Self-driving ride hailing services remove all of that “friction,” improve safety, improve quality of service, and ultimately reduce costs for consumers.

This is a radical change in public transportation that is happening right now, which is why we’ve been tracking the progress of Waymo.

And the Waymo division of Alphabet just had a big week last week.

50,000 Paid Trips a Week

Last week, Waymo announced that it is now providing more than 50,000 paid trips every week across three cities (note: Austin hasn’t yet commercially launched).

That may sound like a lot. And it is. But it is only a drop in the bucket for the ride sharing industry.

Uber provides about 28 million rides a day on average. And Lyft provides around 2 million rides a day. Waymo has a long way to go before it hits 1 million rides a month, let alone a day.

Waymo’s biggest challenge in autonomous driving is the difficulty that it has in scaling its technology to new cities.

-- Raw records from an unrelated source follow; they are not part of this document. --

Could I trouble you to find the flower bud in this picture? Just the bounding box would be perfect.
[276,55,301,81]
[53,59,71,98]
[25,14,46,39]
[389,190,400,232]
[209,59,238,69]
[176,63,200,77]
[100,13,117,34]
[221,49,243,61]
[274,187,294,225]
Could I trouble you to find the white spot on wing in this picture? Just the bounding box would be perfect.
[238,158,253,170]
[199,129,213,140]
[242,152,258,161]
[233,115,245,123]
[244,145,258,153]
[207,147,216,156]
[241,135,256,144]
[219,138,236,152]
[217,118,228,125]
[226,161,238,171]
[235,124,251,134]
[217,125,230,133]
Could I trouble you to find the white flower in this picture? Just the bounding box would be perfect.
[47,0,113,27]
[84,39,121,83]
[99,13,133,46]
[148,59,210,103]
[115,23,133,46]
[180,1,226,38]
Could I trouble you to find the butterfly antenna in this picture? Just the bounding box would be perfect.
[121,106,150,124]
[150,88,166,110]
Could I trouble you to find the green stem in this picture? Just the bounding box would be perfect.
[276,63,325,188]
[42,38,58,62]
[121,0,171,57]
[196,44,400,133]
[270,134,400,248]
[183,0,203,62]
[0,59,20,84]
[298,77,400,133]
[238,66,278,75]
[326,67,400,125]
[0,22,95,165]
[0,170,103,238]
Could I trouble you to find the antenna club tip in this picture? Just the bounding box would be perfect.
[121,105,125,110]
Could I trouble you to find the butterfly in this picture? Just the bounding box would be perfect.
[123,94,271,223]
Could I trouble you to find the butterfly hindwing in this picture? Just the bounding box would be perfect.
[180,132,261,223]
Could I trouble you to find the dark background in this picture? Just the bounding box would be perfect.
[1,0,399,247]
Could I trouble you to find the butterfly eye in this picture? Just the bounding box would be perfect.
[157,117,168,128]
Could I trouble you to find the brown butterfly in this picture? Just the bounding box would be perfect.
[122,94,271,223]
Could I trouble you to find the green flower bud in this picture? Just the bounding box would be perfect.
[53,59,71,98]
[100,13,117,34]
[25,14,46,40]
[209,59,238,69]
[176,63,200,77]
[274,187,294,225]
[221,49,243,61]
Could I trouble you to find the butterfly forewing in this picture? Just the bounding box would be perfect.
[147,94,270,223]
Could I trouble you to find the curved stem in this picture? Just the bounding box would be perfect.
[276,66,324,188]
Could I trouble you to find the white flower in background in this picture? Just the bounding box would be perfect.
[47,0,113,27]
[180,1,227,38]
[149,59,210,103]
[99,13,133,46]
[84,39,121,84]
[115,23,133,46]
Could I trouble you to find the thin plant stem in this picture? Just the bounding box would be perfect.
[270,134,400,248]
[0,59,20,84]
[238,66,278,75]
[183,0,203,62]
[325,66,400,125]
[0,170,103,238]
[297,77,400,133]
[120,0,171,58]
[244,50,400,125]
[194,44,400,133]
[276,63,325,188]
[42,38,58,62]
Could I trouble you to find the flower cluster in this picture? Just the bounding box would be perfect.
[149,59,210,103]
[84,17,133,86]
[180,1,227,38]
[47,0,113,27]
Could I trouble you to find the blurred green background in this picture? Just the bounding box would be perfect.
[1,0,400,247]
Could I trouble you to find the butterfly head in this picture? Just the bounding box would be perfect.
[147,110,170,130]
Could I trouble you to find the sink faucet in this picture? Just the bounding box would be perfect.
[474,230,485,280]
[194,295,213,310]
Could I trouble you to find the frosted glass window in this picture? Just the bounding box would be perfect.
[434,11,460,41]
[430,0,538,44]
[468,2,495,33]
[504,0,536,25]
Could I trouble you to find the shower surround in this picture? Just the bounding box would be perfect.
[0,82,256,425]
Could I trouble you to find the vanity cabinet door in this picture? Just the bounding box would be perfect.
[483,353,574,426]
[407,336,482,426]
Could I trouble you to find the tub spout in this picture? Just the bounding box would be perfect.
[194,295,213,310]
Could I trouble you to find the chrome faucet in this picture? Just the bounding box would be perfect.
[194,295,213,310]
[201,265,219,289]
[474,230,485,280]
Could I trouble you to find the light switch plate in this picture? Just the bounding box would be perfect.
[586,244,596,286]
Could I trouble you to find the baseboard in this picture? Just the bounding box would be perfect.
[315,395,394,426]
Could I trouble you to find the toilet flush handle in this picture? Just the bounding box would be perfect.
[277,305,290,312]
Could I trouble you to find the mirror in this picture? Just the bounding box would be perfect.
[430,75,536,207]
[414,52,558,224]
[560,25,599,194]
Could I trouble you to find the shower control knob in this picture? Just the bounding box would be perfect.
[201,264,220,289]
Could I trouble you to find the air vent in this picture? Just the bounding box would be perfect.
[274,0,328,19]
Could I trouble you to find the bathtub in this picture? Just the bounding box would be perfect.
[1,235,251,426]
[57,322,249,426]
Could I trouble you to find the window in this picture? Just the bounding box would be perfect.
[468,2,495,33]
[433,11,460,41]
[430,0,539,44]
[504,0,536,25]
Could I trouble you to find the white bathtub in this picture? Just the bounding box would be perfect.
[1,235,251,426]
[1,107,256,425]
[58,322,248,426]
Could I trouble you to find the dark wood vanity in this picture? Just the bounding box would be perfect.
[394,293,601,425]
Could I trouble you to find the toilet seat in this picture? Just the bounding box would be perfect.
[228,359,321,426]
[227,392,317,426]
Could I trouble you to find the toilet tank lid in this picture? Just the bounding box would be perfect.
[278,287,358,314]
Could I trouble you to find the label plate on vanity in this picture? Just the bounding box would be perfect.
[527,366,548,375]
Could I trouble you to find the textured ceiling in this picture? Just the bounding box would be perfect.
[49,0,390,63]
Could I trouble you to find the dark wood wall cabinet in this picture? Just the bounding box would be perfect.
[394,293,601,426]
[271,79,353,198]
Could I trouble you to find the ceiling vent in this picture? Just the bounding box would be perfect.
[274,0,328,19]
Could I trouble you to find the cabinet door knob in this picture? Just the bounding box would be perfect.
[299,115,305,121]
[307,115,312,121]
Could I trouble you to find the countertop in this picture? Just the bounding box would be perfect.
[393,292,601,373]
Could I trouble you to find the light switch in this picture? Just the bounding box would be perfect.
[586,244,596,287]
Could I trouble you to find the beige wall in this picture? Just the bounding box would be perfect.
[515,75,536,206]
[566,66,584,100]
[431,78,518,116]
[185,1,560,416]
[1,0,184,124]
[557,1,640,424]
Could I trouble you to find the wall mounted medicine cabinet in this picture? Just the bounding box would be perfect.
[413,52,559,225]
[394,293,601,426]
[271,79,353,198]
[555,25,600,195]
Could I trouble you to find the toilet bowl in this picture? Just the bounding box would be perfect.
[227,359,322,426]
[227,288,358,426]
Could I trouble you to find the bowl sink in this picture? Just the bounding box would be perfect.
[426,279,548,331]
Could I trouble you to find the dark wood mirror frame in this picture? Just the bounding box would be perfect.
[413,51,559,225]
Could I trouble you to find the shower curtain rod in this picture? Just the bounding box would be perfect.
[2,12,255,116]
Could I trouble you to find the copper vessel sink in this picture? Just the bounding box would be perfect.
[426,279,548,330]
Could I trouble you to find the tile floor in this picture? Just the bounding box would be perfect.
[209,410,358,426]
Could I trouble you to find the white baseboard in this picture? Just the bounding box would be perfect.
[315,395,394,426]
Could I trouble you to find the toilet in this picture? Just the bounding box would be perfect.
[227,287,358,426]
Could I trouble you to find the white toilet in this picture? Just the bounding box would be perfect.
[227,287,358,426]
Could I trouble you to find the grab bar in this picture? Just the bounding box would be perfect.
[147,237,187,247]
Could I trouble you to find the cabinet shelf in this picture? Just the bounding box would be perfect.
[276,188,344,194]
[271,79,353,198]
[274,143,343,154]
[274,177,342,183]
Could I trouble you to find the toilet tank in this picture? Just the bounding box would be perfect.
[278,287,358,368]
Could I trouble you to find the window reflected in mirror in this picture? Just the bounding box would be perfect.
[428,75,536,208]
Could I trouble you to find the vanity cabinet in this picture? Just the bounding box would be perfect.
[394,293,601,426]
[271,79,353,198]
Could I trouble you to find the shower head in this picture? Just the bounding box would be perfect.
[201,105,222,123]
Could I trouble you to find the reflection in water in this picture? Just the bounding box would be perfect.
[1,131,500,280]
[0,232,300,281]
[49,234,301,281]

Due to its software design, Waymo has to first create extremely detailed maps of every street in an area where Waymo wants to deploy its technology.

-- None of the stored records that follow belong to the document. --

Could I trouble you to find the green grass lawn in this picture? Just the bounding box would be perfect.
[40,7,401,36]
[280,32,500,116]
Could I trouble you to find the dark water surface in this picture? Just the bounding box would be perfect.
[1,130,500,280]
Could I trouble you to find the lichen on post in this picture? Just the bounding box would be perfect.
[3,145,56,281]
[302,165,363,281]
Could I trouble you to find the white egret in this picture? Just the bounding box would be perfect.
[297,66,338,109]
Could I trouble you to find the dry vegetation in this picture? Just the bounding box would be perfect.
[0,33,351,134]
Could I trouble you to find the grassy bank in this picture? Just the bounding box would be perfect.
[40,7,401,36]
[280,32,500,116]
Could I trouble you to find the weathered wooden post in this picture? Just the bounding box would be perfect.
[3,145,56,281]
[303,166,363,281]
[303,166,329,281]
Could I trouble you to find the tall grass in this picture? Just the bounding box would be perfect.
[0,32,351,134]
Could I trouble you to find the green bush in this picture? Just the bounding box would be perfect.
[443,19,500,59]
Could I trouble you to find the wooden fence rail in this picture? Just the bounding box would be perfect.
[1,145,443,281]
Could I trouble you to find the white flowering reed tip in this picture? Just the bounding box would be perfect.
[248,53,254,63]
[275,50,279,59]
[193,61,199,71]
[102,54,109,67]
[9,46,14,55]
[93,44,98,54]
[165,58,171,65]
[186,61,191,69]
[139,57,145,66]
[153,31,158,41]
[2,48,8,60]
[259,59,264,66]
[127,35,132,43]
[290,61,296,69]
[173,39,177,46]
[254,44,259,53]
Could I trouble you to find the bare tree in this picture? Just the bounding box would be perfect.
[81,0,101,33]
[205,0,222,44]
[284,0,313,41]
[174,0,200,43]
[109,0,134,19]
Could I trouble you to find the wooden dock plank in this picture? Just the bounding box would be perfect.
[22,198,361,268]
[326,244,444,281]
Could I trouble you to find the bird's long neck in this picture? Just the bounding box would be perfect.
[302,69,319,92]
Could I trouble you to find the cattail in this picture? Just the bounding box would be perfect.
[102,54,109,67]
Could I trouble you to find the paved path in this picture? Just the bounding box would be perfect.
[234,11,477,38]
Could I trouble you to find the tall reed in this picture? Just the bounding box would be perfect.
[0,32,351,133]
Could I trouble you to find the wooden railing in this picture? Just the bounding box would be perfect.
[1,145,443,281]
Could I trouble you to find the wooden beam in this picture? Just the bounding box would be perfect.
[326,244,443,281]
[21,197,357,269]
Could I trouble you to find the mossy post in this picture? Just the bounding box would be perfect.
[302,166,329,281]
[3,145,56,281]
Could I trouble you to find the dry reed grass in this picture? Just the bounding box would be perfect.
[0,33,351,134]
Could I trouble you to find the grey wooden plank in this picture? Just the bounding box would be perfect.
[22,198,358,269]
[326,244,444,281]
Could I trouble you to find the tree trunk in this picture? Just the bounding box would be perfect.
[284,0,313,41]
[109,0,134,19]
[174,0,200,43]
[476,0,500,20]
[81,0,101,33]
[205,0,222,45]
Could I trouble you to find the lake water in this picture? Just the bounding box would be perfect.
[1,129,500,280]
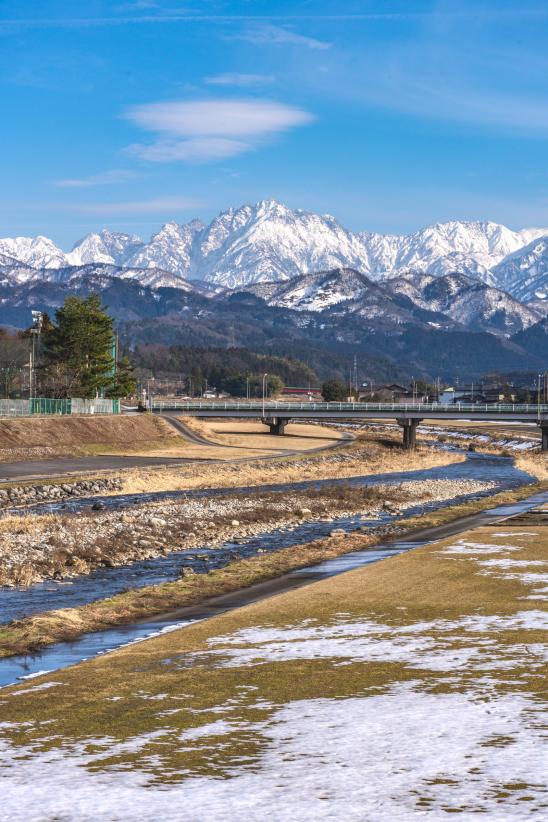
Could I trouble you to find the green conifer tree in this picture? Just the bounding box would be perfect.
[42,295,134,398]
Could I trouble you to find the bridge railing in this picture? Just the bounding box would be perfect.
[151,399,548,415]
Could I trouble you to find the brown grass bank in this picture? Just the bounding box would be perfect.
[0,414,179,461]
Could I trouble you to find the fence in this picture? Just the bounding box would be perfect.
[0,398,121,419]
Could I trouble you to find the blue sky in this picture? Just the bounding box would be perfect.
[1,0,547,247]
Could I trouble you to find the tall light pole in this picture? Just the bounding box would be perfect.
[262,373,268,416]
[147,377,154,411]
[29,310,43,399]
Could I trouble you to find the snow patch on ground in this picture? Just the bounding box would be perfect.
[192,611,548,672]
[9,681,63,697]
[0,684,546,821]
[476,559,548,569]
[439,540,521,555]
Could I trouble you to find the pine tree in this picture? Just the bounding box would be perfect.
[106,356,136,398]
[42,295,133,398]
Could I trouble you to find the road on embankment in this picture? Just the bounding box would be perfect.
[0,414,351,483]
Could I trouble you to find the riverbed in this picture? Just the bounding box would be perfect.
[0,451,536,687]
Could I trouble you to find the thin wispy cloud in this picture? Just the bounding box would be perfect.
[66,196,198,214]
[233,24,331,51]
[205,73,274,87]
[298,1,548,135]
[3,10,547,31]
[374,75,548,132]
[360,50,548,133]
[52,169,139,188]
[113,1,164,9]
[126,137,249,162]
[124,99,314,163]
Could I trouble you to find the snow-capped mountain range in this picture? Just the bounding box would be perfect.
[2,199,546,287]
[1,199,548,334]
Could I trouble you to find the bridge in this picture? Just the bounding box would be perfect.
[152,400,548,451]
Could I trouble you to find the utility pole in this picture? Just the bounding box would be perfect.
[262,373,268,416]
[352,355,358,394]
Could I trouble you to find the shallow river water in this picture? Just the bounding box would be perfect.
[0,451,537,687]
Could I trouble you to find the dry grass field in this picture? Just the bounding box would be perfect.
[0,414,344,464]
[515,453,548,480]
[116,429,464,495]
[103,419,344,461]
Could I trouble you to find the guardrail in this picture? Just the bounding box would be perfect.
[0,398,121,418]
[151,400,548,415]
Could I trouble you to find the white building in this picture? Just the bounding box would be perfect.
[440,387,469,405]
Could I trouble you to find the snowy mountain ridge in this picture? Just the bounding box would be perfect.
[1,200,547,299]
[239,267,541,335]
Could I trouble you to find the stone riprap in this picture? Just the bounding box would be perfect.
[0,478,122,509]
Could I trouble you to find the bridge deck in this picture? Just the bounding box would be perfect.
[153,400,548,424]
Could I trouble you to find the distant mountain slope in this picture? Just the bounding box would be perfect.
[0,235,67,269]
[0,252,24,267]
[233,267,539,335]
[490,235,548,305]
[512,316,548,359]
[385,271,541,335]
[0,261,192,291]
[237,268,455,331]
[0,270,542,381]
[66,230,144,267]
[192,200,373,287]
[0,273,207,328]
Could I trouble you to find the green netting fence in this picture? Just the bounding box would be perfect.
[0,398,120,418]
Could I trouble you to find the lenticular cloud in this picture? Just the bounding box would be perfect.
[124,98,315,162]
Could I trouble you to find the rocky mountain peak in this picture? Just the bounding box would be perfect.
[1,201,548,304]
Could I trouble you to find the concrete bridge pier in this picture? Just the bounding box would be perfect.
[263,417,289,435]
[397,418,422,450]
[540,424,548,452]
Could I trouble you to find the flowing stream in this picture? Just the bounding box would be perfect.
[0,451,536,687]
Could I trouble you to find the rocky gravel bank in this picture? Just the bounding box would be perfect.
[0,477,495,588]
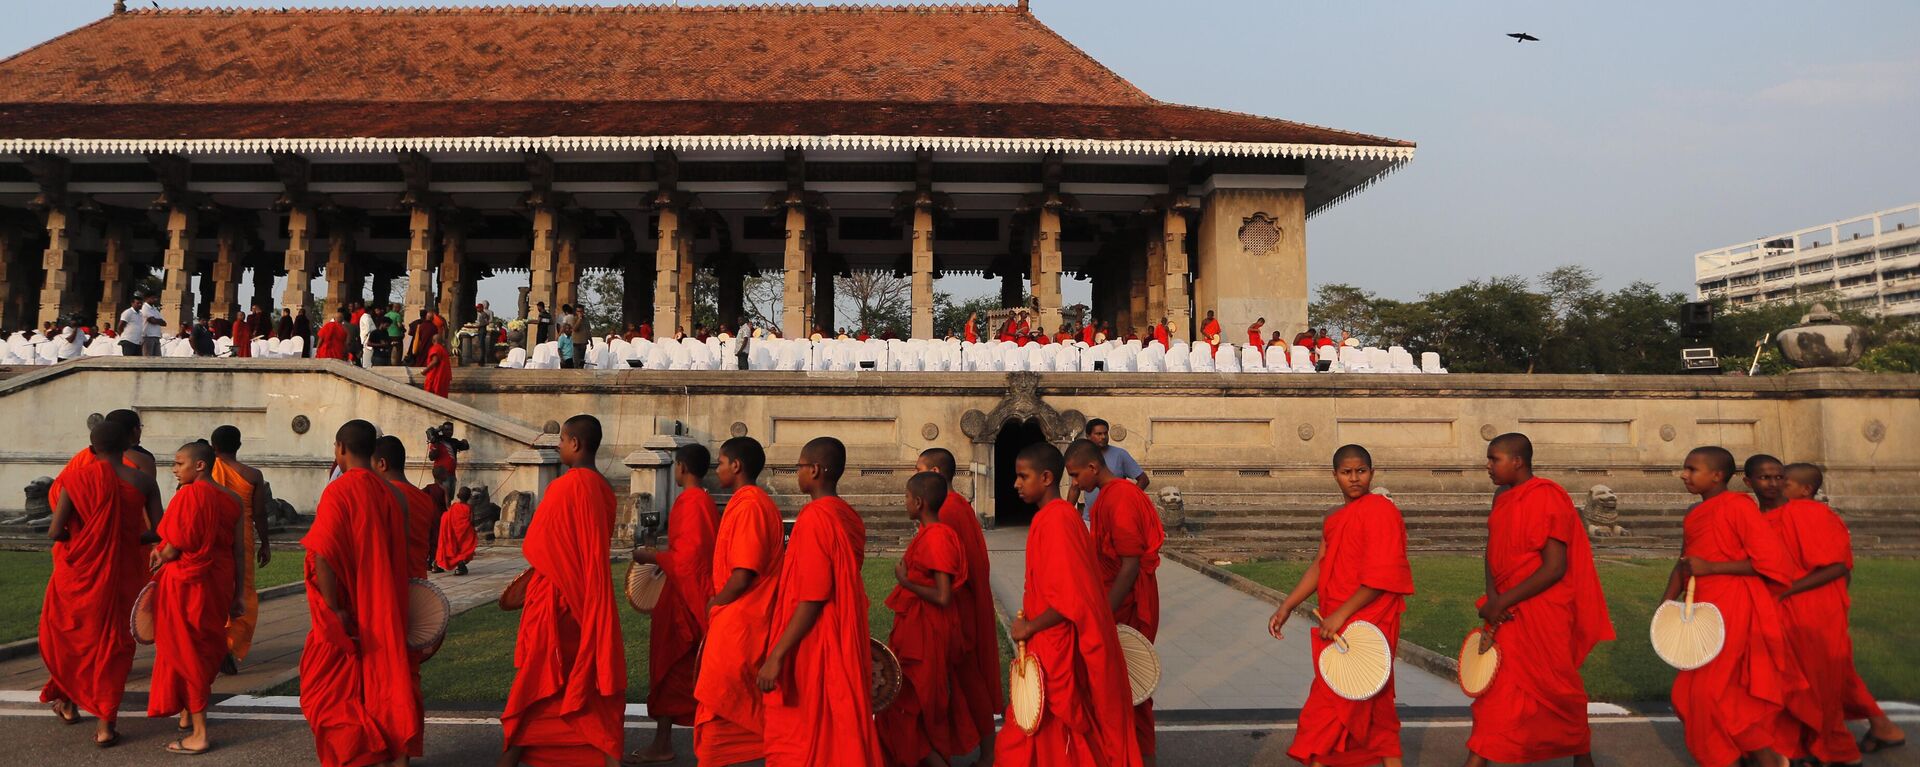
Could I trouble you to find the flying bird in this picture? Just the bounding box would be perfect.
[1507,32,1540,42]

It has human drivers drive Waymo test vehicles loaded with LIDAR, radar, and cameras that capture an incredible amount of information about every millimeter the car covers.

In doing so, it creates somewhat of a memory of the service area.

Lidar Waymo
Source: Waymo

Once this information is captured, it’s used to train the self-driving software and prepare for further testing in the field under the supervision of human drivers.

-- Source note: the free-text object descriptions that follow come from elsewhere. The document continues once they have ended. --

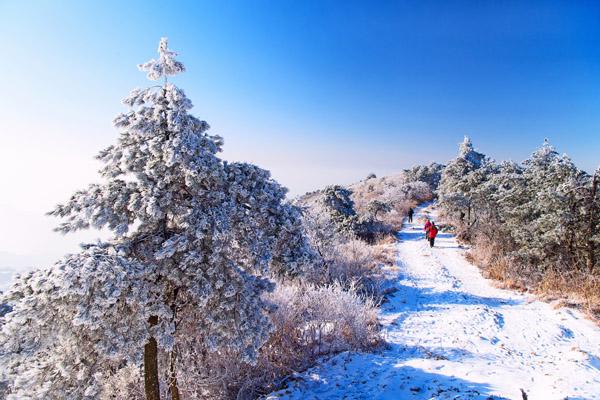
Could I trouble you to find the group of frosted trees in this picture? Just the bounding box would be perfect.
[439,137,600,285]
[0,39,318,400]
[401,163,445,192]
[297,172,435,298]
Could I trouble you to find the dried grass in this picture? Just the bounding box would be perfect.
[537,270,600,320]
[466,234,600,322]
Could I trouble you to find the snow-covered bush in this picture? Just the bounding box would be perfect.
[267,281,380,354]
[401,162,445,191]
[0,38,316,400]
[321,185,362,236]
[299,200,383,295]
[366,200,392,219]
[324,239,383,296]
[229,281,380,398]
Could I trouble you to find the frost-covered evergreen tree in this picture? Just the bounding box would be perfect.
[322,185,360,236]
[581,167,600,272]
[508,140,590,272]
[438,136,493,227]
[366,200,391,220]
[402,162,445,191]
[0,38,315,400]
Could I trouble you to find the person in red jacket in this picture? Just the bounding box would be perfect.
[428,222,439,247]
[424,219,432,239]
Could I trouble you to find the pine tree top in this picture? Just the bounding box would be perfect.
[138,37,185,81]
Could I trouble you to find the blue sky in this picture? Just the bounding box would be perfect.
[1,0,599,274]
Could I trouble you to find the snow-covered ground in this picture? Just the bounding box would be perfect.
[267,205,600,400]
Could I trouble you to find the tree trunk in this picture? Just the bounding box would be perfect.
[568,195,577,264]
[144,315,161,400]
[467,204,471,225]
[168,349,180,400]
[167,287,180,400]
[587,173,598,272]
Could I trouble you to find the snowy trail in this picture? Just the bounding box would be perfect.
[267,205,600,400]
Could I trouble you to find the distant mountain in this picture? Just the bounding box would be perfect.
[0,252,42,292]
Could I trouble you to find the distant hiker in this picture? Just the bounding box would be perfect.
[423,219,432,239]
[428,222,439,248]
[408,207,414,223]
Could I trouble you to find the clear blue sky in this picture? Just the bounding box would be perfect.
[0,1,599,274]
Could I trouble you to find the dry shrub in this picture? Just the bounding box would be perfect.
[465,243,507,281]
[194,281,381,399]
[371,241,397,266]
[537,270,600,320]
[380,209,406,232]
[467,233,600,318]
[391,199,414,217]
[325,239,385,297]
[465,238,526,291]
[375,233,398,246]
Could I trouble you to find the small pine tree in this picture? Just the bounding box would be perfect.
[322,185,360,235]
[438,136,492,226]
[366,200,392,220]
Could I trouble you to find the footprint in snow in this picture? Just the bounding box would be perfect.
[493,311,505,329]
[559,325,574,340]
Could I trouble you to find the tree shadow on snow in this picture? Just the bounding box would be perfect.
[380,364,512,400]
[383,283,520,328]
[432,244,463,249]
[385,342,478,361]
[389,283,519,308]
[397,230,458,245]
[397,230,427,242]
[278,349,512,400]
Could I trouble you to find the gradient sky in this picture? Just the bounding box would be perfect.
[1,0,600,276]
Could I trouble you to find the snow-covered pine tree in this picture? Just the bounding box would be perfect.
[455,159,524,262]
[401,162,445,192]
[0,38,315,400]
[438,136,493,227]
[581,167,600,272]
[366,200,391,220]
[576,167,600,273]
[458,136,486,167]
[322,185,360,236]
[511,140,590,273]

It is a slow, time-consuming, and expensive process. That’s why after about 13 years of development, Waymo is only commercially operating in three cities (Phoenix, Los Angeles, and San Francisco) and testing in a fourth (Austin).

But those deployments aren’t even covering a greater metropolitan area. They are geofenced. And they tend to be rolled out in segments, as the data collection and training increase.

As an example, below is how Waymo has been rolling out in Los Angeles starting in the Santa Monica area and moving east.

Waymo Rollout
Source: Waymo

And what about riders that need to get from Santa Monica to Long Beach? Right now, you’re out of luck.

My comments aren’t meant to be overly critical. The technology is still impressive. And like Tesla, Waymo has been able to document an 85% reduction in injury-causing crash rates compared to human drivers.

But taking this approach will take forever to enable national coverage. Forever.

In stark contrast is Tesla, which just isn’t getting much press coverage at all regarding its latest breakthroughs in self-driving technology (FSD).

FSD: Designed to “See”

Last month, Tesla eclipsed 1.3 billion driven miles using its full self-driving software.

Tesla FSD Miles Driven
Source: Tesla

The latest release of its FSD software, version 12 and its derivatives, has definitely accelerated the exponential use of Tesla’s self-driving technology.

On average, Tesla owners, who have FSD, are having their cars drive about 15 million miles a day. For perspective, Tesla cars drive themselves more in a day than Waymo’s cumulative totals.

And Tesla is adding on about 1 billion miles driven about every 68 days at this pace. Using some rough calculations, Tesla will add between 3.5 and 4 billion additional self-driving miles between now and the end of this year, putting its total FSD miles well above 5 billion by the New Year.

The key point for us to remember is that every FSD mile driven is used for training data for Tesla’s self-driving software. And Tesla’s self-driving software is built on neural network technology with only cameras for vision. It is designed to “see” what we see, only in 360 degrees around the car in real-time, and up to a range of 250 meters beyond the car.

That’s why this technology is safer than human drivers. Humans have a reduced field of vision. We can’t see everything around the car at the same time. And we get tired and distracted easily.

No other company in the world is collecting and training on the scale of Tesla. And the significance of its approach enables its vehicles to drive on any road at any time. There is no geofencing.

And the way we can think about the exponential growth of FSD miles driven is as an accelerant to full Level 5 autonomy.

But not just for passenger cars, trucks, or semis…

For any kind of robotics device that needs to navigate the real world.